I looked shrink wrapped in my
Sodden cotton shirt, you
Dishevelled and pink.
Then the sun came out.
The squall crossed the harbour
Tore up the sea with whitecaps, twisters.
I remembered the 189 sailors
Who drowned there that night
The wooden barque grounded on a reef
And splintering like dried bones.
1863 it was.
They crossed 7,000 miles of ocean
Only to founder and perish
A cannon shot from shore.
Wrapped in bladderwrack and kelp
They came ashore all week
Gumbooted, ghoulish-white and
Face down as though penitent
Their lips mouthing the gray sand.
Living and dying, hope and terror
Seem so deeply intertwined
That every kind of certainty can fail.
Yet I relish this moment
The flare of light after rain
The perfume everywhere of marigolds
The heart's long reach of feeling
The unburdening calm of this sky.'
Human beings always blame others when things go wrong. In 1863, attempting passage over perilous shoals into the Manukau harbor, the HMS Orpheus hit a sandbar and broke apart in the heavy seas -189 soldiers and sailors lost their lives. Capt. Burton would have blamed the maritime charts if he had not drowned; the lighthouse signalman blamed an admiral who reacted too late; the Naval enquiry board, not wanting to accept the Navy's culpability, blamed the signalman; the local Maori people blamed a white settler who the day before felled a nearby `tapu' (sacred) puriri tree, thus incurring Nature's retribution.

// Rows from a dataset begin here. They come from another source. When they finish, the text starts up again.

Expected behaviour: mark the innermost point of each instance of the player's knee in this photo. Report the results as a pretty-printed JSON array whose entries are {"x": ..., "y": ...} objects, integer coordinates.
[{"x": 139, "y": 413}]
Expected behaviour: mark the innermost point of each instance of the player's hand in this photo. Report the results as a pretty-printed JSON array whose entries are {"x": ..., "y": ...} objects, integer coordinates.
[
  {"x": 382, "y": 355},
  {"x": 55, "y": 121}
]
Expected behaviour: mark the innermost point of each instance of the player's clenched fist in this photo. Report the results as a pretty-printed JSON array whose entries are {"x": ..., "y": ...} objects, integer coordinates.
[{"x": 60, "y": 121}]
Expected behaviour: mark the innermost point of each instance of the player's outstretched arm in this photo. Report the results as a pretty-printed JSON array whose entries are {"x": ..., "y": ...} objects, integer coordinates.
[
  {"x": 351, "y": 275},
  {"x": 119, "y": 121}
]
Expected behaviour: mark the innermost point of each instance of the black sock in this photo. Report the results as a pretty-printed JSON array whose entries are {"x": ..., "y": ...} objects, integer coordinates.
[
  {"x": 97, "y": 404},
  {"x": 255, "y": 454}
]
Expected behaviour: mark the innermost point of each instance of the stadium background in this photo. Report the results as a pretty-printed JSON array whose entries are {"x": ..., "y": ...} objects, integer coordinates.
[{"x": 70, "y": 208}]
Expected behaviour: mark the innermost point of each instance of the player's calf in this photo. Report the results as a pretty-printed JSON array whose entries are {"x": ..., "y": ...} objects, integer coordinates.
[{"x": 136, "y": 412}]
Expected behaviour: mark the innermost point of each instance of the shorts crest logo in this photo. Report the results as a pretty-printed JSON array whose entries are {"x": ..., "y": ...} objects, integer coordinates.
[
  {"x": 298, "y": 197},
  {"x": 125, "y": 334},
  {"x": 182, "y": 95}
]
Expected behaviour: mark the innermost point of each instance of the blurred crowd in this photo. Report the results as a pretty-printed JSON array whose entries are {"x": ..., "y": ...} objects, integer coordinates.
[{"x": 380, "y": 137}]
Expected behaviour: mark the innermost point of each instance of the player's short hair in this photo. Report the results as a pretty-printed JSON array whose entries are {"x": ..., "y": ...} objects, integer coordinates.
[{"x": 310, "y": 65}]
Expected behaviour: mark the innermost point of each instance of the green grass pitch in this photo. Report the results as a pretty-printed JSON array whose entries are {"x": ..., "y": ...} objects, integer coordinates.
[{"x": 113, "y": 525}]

Standing on this beach I sometimes imagine that night, those mainly 12 18 year old boy soldiers, military reinforcements for the Maori Land Wars of that time, scores of them in their bright red uniforms clinging to the dismasted rigging, sobbing for their girls, their mothers and their lives in that pitiless sea.
They washed ashore in ones and threes and were finally buried en masse somewhere near where we were standing this morning, looking out into the curly headed deep of the Manukau bar. Now only seabirds roam or nest in this lonely unvisited place. I sat on a dune today to think of that long ago night, writing these few lines of remembrance.

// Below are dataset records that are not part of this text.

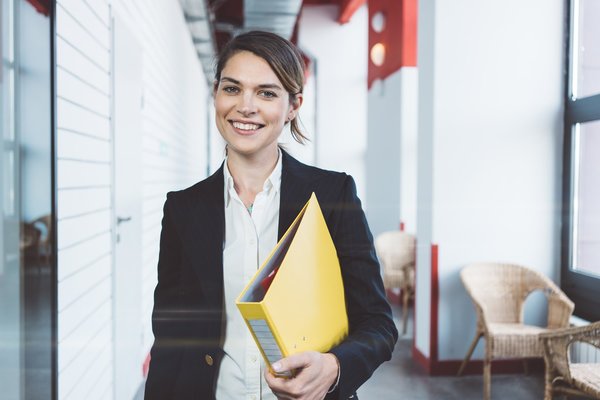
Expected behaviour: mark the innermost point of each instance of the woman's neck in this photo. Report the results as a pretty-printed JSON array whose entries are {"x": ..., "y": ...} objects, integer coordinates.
[{"x": 250, "y": 174}]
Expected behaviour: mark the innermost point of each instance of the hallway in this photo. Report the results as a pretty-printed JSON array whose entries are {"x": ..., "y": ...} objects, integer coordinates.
[{"x": 402, "y": 378}]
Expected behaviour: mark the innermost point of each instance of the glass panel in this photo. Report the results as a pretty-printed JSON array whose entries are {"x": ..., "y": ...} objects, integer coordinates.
[
  {"x": 33, "y": 135},
  {"x": 586, "y": 46},
  {"x": 10, "y": 280},
  {"x": 26, "y": 243},
  {"x": 586, "y": 229}
]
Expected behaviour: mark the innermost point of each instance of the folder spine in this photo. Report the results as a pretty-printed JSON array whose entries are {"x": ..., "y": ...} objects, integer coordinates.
[{"x": 266, "y": 340}]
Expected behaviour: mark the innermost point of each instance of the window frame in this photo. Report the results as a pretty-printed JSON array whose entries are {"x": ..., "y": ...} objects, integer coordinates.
[{"x": 580, "y": 287}]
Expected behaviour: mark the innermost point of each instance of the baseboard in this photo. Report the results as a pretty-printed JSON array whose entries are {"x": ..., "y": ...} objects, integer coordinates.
[{"x": 475, "y": 367}]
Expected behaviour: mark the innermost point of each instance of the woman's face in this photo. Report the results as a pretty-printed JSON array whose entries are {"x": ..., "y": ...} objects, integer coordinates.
[{"x": 251, "y": 105}]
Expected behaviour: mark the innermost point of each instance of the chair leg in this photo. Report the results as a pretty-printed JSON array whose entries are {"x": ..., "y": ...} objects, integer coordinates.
[
  {"x": 487, "y": 378},
  {"x": 405, "y": 298},
  {"x": 478, "y": 336},
  {"x": 547, "y": 383}
]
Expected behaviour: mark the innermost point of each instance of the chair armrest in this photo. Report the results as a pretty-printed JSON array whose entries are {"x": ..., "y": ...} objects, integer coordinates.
[
  {"x": 556, "y": 345},
  {"x": 560, "y": 309}
]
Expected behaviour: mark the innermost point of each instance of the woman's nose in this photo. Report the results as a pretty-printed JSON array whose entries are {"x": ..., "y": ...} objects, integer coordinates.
[{"x": 246, "y": 106}]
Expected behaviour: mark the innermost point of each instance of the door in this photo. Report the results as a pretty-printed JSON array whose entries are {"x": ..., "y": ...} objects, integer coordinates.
[{"x": 127, "y": 274}]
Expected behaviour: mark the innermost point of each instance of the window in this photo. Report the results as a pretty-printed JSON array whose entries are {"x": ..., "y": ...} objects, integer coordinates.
[{"x": 581, "y": 195}]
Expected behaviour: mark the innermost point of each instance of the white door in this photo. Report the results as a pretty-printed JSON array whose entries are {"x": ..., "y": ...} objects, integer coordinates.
[{"x": 127, "y": 274}]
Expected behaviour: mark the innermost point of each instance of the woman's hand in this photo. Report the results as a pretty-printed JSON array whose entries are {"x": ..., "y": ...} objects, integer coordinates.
[{"x": 315, "y": 373}]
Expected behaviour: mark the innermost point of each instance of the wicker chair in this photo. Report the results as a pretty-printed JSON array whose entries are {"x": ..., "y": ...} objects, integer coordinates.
[
  {"x": 562, "y": 376},
  {"x": 396, "y": 251},
  {"x": 498, "y": 292}
]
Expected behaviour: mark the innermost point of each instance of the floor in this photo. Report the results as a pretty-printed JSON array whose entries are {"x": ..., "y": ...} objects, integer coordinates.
[{"x": 401, "y": 378}]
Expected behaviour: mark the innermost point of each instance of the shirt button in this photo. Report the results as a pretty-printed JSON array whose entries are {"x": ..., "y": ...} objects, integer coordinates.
[{"x": 208, "y": 359}]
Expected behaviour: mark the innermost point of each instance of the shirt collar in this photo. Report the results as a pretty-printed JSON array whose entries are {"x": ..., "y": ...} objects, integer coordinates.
[{"x": 272, "y": 182}]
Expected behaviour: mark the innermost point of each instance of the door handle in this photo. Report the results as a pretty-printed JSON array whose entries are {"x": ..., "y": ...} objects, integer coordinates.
[{"x": 120, "y": 220}]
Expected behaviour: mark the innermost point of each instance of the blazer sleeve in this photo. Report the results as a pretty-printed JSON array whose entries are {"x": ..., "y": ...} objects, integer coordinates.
[
  {"x": 166, "y": 354},
  {"x": 372, "y": 332}
]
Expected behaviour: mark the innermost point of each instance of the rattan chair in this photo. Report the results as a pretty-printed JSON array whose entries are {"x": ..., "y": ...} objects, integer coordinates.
[
  {"x": 396, "y": 251},
  {"x": 564, "y": 377},
  {"x": 498, "y": 292}
]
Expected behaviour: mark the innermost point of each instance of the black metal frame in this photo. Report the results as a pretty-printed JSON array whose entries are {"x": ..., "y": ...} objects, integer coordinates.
[{"x": 582, "y": 288}]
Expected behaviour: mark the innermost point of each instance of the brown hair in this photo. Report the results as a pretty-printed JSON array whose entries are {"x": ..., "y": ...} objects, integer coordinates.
[{"x": 282, "y": 56}]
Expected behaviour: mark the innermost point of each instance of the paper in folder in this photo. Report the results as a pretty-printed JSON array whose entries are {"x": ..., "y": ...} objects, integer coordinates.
[{"x": 295, "y": 301}]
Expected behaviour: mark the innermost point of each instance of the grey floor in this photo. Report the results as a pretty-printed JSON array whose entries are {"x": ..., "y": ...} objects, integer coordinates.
[{"x": 401, "y": 378}]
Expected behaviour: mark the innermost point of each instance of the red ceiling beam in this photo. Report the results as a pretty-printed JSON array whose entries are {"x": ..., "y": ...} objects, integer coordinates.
[
  {"x": 348, "y": 8},
  {"x": 399, "y": 36}
]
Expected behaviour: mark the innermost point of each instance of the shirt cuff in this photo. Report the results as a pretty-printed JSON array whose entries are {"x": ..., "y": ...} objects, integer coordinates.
[{"x": 337, "y": 381}]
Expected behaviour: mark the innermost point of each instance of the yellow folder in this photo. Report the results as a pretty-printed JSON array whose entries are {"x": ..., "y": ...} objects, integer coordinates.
[{"x": 295, "y": 301}]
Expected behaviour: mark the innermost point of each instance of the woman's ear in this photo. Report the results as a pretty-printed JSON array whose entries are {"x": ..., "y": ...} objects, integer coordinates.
[{"x": 295, "y": 105}]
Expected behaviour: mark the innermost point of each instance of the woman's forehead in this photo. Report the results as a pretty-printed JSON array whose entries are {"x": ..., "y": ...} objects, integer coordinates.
[{"x": 249, "y": 69}]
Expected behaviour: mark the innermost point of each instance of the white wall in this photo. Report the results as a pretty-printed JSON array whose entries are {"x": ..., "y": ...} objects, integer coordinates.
[
  {"x": 340, "y": 135},
  {"x": 391, "y": 152},
  {"x": 173, "y": 121},
  {"x": 491, "y": 88},
  {"x": 84, "y": 200},
  {"x": 174, "y": 156}
]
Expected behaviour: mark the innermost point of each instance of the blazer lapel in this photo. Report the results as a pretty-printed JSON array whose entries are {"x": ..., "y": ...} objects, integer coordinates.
[
  {"x": 295, "y": 191},
  {"x": 208, "y": 231}
]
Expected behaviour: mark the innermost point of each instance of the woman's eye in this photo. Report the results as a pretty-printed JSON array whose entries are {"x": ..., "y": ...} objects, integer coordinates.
[
  {"x": 231, "y": 89},
  {"x": 268, "y": 94}
]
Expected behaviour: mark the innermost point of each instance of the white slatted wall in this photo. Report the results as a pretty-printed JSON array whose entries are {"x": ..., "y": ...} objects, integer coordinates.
[
  {"x": 84, "y": 186},
  {"x": 174, "y": 157}
]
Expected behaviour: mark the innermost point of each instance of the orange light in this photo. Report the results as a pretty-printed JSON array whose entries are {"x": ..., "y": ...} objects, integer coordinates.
[{"x": 378, "y": 54}]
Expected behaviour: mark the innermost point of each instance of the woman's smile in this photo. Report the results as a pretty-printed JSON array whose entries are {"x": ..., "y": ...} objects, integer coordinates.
[{"x": 245, "y": 128}]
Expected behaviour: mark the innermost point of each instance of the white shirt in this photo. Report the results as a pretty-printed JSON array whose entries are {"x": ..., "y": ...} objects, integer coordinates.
[{"x": 249, "y": 238}]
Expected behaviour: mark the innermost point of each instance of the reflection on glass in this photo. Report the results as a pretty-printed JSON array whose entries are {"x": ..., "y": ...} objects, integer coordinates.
[
  {"x": 26, "y": 243},
  {"x": 586, "y": 210},
  {"x": 586, "y": 48},
  {"x": 10, "y": 287}
]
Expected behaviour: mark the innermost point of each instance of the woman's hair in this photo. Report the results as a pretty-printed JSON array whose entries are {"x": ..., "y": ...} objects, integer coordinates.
[{"x": 281, "y": 55}]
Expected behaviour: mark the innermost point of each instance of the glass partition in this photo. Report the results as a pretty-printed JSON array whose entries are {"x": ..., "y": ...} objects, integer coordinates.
[{"x": 27, "y": 272}]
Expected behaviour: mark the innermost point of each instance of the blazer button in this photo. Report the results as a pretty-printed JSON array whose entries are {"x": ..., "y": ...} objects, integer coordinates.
[{"x": 208, "y": 359}]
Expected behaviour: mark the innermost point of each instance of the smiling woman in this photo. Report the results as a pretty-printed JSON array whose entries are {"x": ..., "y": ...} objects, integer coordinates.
[
  {"x": 216, "y": 233},
  {"x": 252, "y": 107}
]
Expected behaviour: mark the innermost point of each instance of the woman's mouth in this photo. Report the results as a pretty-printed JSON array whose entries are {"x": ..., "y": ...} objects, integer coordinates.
[{"x": 245, "y": 128}]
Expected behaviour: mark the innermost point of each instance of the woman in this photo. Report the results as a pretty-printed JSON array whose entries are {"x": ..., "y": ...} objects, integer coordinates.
[{"x": 216, "y": 233}]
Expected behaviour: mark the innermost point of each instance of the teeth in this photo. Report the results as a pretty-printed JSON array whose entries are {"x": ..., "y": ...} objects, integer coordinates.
[{"x": 246, "y": 127}]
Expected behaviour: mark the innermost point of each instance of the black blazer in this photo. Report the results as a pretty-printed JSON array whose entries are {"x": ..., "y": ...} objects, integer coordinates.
[{"x": 188, "y": 300}]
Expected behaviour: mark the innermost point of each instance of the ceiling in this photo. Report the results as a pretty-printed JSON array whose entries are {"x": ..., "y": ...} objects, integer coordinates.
[{"x": 212, "y": 23}]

Interestingly, one of our Auckland disciple's predecessors was on the Orpheus. He and a friend swam across two miles of ocean and landed intact on the southern side of the Manukau Harbor. The local Maoris found them and kept them in a large cage, feeding them regular meals. It was supposed by the captives they were being fattened for consumption some tribes were cannibals at that time but a week later a Christian missionary arrived and our relieved captives were handed over. They gave false names, decided to start new lives and not rejoin the navy, and so were presumed in all official accounts to have perished at sea. So only 187 sailors and soldiers actually died in the wreck of the Orpheus. Out of that strange history our disciple came into this world a lovely sad entanglement indeed.